Jim Chalmers needs to resist giving Michele Bullock any other excuse to hammer borrowers

Not that anyone in Struggle Street will be throwing their hats in the air any time soon … a tentative sigh of relief at best.
But two reports out on Wednesday provided at least some hope that the Reserve Bank may have run out of reasons to keep punishing borrowers – and just in time for Christmas.
The surprise inflation result for October showed a significantly lower headline number. As always, there is a caveat. The numbers didn’t account for the stickier services inflation that the central bank is most concerned about.
Nevertheless, it would now be a crazy brave move by Michele Bullock to slap a back-to-back rate hike on mortgagees and businesses next week when the board meets for the last time this year. The markets are giving a close to zero chance of another rate hike now.
The Treasurer on Wednesday looked relieved after the monthly update.
Adding to the respite was an OECD report that effectively said it could see no justification for the central bank to raise rates any further into next year.
But then no one, especially Chalmers, anticipated just how bullish the new RBA governor would be. Bullock’s warning of a more punitive monetary approach to inflation clearly has the government spooked.
Chalmers may have been hoping for a softer touch in his choice of replacement for Phil Lowe. He got the opposite and his backbench got a new villain.
Chalmers has seized on two elements of the inflation numbers that can at least in part be attributed to government intervention. Lower energy and rental price increases courtesy of Labor subsidies.
Yet there is an internal constituency he has to concern himself with as well as the public messaging, which to date has been patently inadequate.

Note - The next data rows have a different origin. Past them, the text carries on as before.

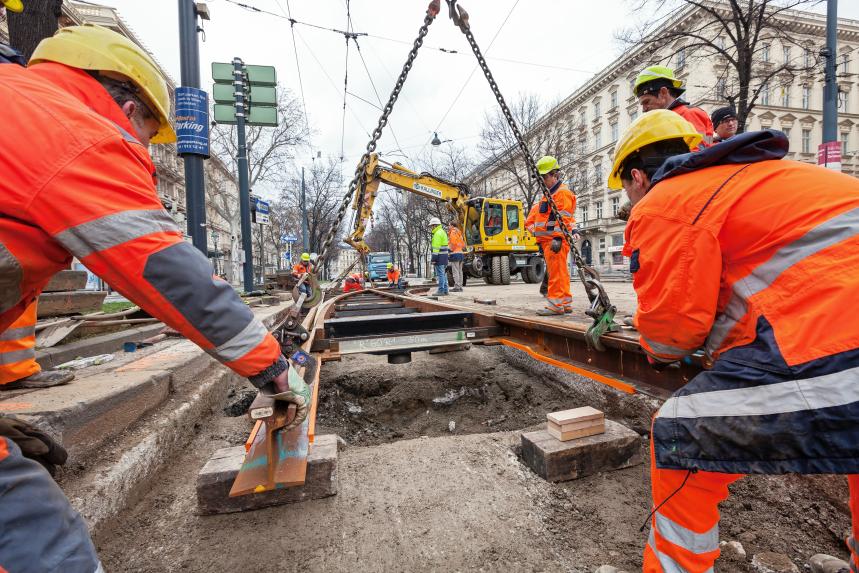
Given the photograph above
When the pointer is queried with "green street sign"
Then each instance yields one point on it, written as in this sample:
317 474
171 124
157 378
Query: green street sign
264 116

With the Treasurer and Finance Minister Katy Gallagher due to front a jittery caucus over their concerns that cost-of-living pressures could put some of them out of a job come the next election, lower inflation numbers couldn’t have arrived at a better time.
Chalmers will be arguing that what the government has been doing so far has been sufficient. At least for now.
With the surplus likely to be larger than expected in the mid-year update, the pressure to spend more of it to appease Labor MPs will be significant.
Just as Albanese and Chalmers claim to be holding the line on stage 3 tax cuts, so do they need to resist doing anything to give Bullock an excuse to hammer borrowers.
Finally, some good news for Jim Chalmers.